Well, I’m back! (That’s supposed to sound like Jack Nicholson in “The Shining”, but when it’s typed, it just doesn’t have the same resonance!)
I was gone to Ohio all last week to help facilitate some training there at Cedarville University. We had a wonderfully energetic, gifted and bright group of “students” to work with, and I was joined by three other facilitators to help with the training.
What does all that have to do with a picture of a woodpecker? Not much of anything, really, but I’d not posted for a long time and I didn’t take my good camera with me, so I’m trying to get back into the swing of the routine again. HOWEVER, we are due to hook up the fifth wheel and head back to CA starting on Wednesday of this week, so it may be hit or miss again for a while.
But you should know this about woodpeckers (I took the picture of this one from the dining room table):
Unlike most birds that sing, a woodpecker will drum its beak against a tree. Other woodpeckers can identify which bird it is by the sound of the drumming.
There are over 180 species of woodpeckers. Any given woodpecker may peck against the wood of a tree as many as 10,000 times in a single day. Now that gives me a headache just thinking about it!
ON THIS DAY IN HISTORY: in 1934, a massive storm sent millions of tons of topsoil flying from across the parched Great Plains region of the US as far east as New York, Boston and Atlanta.
When the Great Plains were settled in the mid-1800s, the land was covered by prairie grass, holding moisture in the earth and it kept most of the soil from blowing even during dry spells. By the early 20th century, farmers had plowed under much of the grass to create fields. World War I caused a great need for wheat, and farms began to push their fields to the limit, plowing under more and more grassland. After the war, with the introduction of even more powerful gasoline tractors, the process sped up.

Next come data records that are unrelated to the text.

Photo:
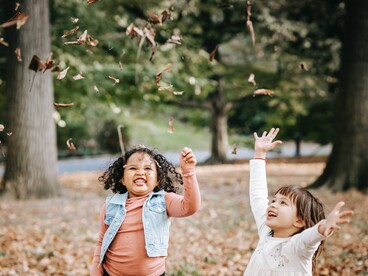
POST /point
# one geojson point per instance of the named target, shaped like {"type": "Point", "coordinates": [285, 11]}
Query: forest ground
{"type": "Point", "coordinates": [57, 236]}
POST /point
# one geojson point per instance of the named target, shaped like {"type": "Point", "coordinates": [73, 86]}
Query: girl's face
{"type": "Point", "coordinates": [281, 217]}
{"type": "Point", "coordinates": [140, 174]}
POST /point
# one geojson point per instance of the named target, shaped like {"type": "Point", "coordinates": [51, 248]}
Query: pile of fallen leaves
{"type": "Point", "coordinates": [57, 236]}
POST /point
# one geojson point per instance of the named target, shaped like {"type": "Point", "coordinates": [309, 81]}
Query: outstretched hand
{"type": "Point", "coordinates": [264, 143]}
{"type": "Point", "coordinates": [187, 159]}
{"type": "Point", "coordinates": [334, 219]}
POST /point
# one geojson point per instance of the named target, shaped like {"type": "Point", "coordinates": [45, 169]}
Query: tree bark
{"type": "Point", "coordinates": [347, 166]}
{"type": "Point", "coordinates": [31, 161]}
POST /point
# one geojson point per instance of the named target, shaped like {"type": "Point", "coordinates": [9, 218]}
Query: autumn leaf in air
{"type": "Point", "coordinates": [18, 54]}
{"type": "Point", "coordinates": [263, 92]}
{"type": "Point", "coordinates": [62, 105]}
{"type": "Point", "coordinates": [70, 144]}
{"type": "Point", "coordinates": [171, 125]}
{"type": "Point", "coordinates": [63, 73]}
{"type": "Point", "coordinates": [3, 42]}
{"type": "Point", "coordinates": [251, 79]}
{"type": "Point", "coordinates": [159, 74]}
{"type": "Point", "coordinates": [116, 81]}
{"type": "Point", "coordinates": [213, 53]}
{"type": "Point", "coordinates": [19, 19]}
{"type": "Point", "coordinates": [69, 32]}
{"type": "Point", "coordinates": [90, 2]}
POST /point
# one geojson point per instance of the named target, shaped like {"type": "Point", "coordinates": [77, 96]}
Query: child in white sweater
{"type": "Point", "coordinates": [292, 227]}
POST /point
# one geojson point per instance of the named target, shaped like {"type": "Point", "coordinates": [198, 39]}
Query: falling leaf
{"type": "Point", "coordinates": [89, 2]}
{"type": "Point", "coordinates": [61, 105]}
{"type": "Point", "coordinates": [213, 53]}
{"type": "Point", "coordinates": [234, 151]}
{"type": "Point", "coordinates": [303, 66]}
{"type": "Point", "coordinates": [78, 77]}
{"type": "Point", "coordinates": [72, 31]}
{"type": "Point", "coordinates": [19, 19]}
{"type": "Point", "coordinates": [63, 73]}
{"type": "Point", "coordinates": [116, 81]}
{"type": "Point", "coordinates": [96, 89]}
{"type": "Point", "coordinates": [174, 39]}
{"type": "Point", "coordinates": [18, 54]}
{"type": "Point", "coordinates": [3, 42]}
{"type": "Point", "coordinates": [263, 92]}
{"type": "Point", "coordinates": [178, 93]}
{"type": "Point", "coordinates": [251, 79]}
{"type": "Point", "coordinates": [159, 74]}
{"type": "Point", "coordinates": [171, 125]}
{"type": "Point", "coordinates": [163, 88]}
{"type": "Point", "coordinates": [36, 64]}
{"type": "Point", "coordinates": [250, 24]}
{"type": "Point", "coordinates": [70, 144]}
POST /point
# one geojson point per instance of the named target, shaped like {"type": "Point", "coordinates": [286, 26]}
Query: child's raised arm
{"type": "Point", "coordinates": [264, 143]}
{"type": "Point", "coordinates": [334, 219]}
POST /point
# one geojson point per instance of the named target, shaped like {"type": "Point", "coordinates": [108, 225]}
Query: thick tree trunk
{"type": "Point", "coordinates": [219, 126]}
{"type": "Point", "coordinates": [347, 166]}
{"type": "Point", "coordinates": [31, 161]}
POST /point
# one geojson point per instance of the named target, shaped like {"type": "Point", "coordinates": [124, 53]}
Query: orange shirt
{"type": "Point", "coordinates": [126, 254]}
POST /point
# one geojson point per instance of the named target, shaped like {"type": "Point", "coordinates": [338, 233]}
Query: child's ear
{"type": "Point", "coordinates": [299, 223]}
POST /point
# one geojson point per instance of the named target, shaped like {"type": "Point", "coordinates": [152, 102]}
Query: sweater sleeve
{"type": "Point", "coordinates": [188, 203]}
{"type": "Point", "coordinates": [258, 193]}
{"type": "Point", "coordinates": [95, 269]}
{"type": "Point", "coordinates": [306, 243]}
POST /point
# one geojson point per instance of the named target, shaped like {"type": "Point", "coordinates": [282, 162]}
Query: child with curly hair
{"type": "Point", "coordinates": [293, 227]}
{"type": "Point", "coordinates": [135, 221]}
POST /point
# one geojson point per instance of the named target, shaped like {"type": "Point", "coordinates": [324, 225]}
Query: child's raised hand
{"type": "Point", "coordinates": [334, 219]}
{"type": "Point", "coordinates": [187, 159]}
{"type": "Point", "coordinates": [264, 143]}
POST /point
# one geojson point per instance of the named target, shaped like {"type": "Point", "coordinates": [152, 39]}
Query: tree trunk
{"type": "Point", "coordinates": [347, 166]}
{"type": "Point", "coordinates": [219, 126]}
{"type": "Point", "coordinates": [31, 161]}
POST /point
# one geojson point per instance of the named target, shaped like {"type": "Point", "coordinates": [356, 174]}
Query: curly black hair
{"type": "Point", "coordinates": [168, 178]}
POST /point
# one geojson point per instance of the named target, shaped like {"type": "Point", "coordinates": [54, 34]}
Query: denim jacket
{"type": "Point", "coordinates": [156, 222]}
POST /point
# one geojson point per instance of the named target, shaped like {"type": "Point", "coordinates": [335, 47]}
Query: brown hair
{"type": "Point", "coordinates": [308, 208]}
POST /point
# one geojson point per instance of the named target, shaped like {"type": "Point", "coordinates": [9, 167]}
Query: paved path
{"type": "Point", "coordinates": [100, 163]}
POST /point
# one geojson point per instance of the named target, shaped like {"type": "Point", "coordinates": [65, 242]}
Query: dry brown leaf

Soon, a severe drought spread across the region. As crops died, wind began to carry dust from the over-plowed and over-grazed lands. The number of dust storms reported jumped from 14 in 1932 to 28 in 1933. In 1934, the storms decreased in frequency but increased in intensity, culminating in the most severe storm yet in May. Over two days, high-level winds caught and carried some 350 million tons of dust all the way to the eastern seaboard. According to The New York Times, dust “lodged itself in the eyes and throats of weeping and coughing New Yorkers,” and even ships 300 miles offshore saw dust collect on their decks.
The dust storms forced thousands of families from Texas, Arkansas, Oklahoma, Colorado, Kansas and New Mexico to uproot and migrate to California, where they were derisively known as “Okies”. These transplants found life out West not much easier than what they had left, as work was scarce and pay meager during the worst years of the Great Depression.
Another massive storm on April 15, 1935–known as “Black Sunday”–brought even more attention to the desperate situation in the Great Plains region, which reporter Robert Geiger called the “Dust Bowl.” That year, as part of its New Deal program, President Franklin D. Roosevelt’s administration began to enforce federal regulation of farming methods, including crop rotation, grass-seeding and new plowing methods. This worked to a point, reducing dust storms by up to 65 percent, but only the end of the drought in the fall of 1939 would truly bring relief.
TRIVIA FOR TODAY: Cats are extremely sensitive to vibrations. Cats are said to detect earthquake tremors 10 or 15 minutes before humans can.